Nuttie's Father By Charlotte M. Yonge Characters: 17488

Updated: 2017-11-29 00:04


'The gods are just, and of our pleasant sins

Make whips to scourge us.'-King Lear.

There was no real sleep for Ursula that short summer night. She saw the early dawn, listened to the distant roll of market-carts, and wondered when it would be reasonable to be afoot, and ready to hear, if aught there was to hear. At any hour after seven, surely the finders would have mercy and bring the welcome news. And just before seven she fell asleep, deeply, soundly, and never woke till past eight, but that was just enough to revive the power of hope, and give the sense of a new day. But there was nothing to hear-no news. She found Mr. Dutton in the dining-room. He had had to administer another draught to her father, and had left him in a sleep which would probably last for some time. If she would go and sit in the outer room, after her breakfast, he would go out to obtain intelligence.
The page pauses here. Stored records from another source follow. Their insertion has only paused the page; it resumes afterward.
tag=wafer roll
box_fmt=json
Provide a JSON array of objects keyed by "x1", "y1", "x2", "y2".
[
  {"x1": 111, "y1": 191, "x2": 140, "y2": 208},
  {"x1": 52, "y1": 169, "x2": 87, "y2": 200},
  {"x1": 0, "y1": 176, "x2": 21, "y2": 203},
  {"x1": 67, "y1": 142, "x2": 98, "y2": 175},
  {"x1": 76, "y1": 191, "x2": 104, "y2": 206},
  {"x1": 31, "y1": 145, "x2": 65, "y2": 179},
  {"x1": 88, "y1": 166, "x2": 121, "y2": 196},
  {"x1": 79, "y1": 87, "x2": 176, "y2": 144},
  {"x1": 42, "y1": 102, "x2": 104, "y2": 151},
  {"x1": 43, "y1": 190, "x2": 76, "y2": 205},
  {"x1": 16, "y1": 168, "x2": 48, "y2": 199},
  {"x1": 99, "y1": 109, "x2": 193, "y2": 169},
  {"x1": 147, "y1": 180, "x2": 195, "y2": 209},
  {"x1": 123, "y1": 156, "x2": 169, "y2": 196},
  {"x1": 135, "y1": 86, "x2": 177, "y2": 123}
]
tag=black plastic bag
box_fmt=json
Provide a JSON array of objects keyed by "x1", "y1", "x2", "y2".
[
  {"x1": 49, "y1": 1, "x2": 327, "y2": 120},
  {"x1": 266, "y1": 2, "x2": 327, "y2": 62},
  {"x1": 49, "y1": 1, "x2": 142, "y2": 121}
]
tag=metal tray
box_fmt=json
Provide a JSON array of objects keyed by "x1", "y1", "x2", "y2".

'You must have some breakfast,' she said, ringing the bell, and wistfully looking over the blinds; then exclaiming: 'Oh, there's Mark! Has he heard anything?' and out she darted, opening the door before he rang. 'Mark! have you found him?'

'Yes,' he said gravely, looking utterly amazed as she clasped her hands, and seemed ready to fling herself on his neck with joy. 'I came because it will be a great shock to my uncle.'

'Then it is so! Nurse was right,' said Nuttie, turning deadly pale, and standing as if before a firing platoon. 'Tell me, Mark, where did they find him?'

'At the Faringdon Station. I was sent for to identify him.'

'Stay,' said Mr. Dutton, as there was a wild horrified look in Nuttie's eyes. 'Do you mean little Alwyn?'

'Little Alwyn! No, certainly not. What of him?'

'Gregorio managed to lose him in the park yesterday,' put in Mr. Dutton.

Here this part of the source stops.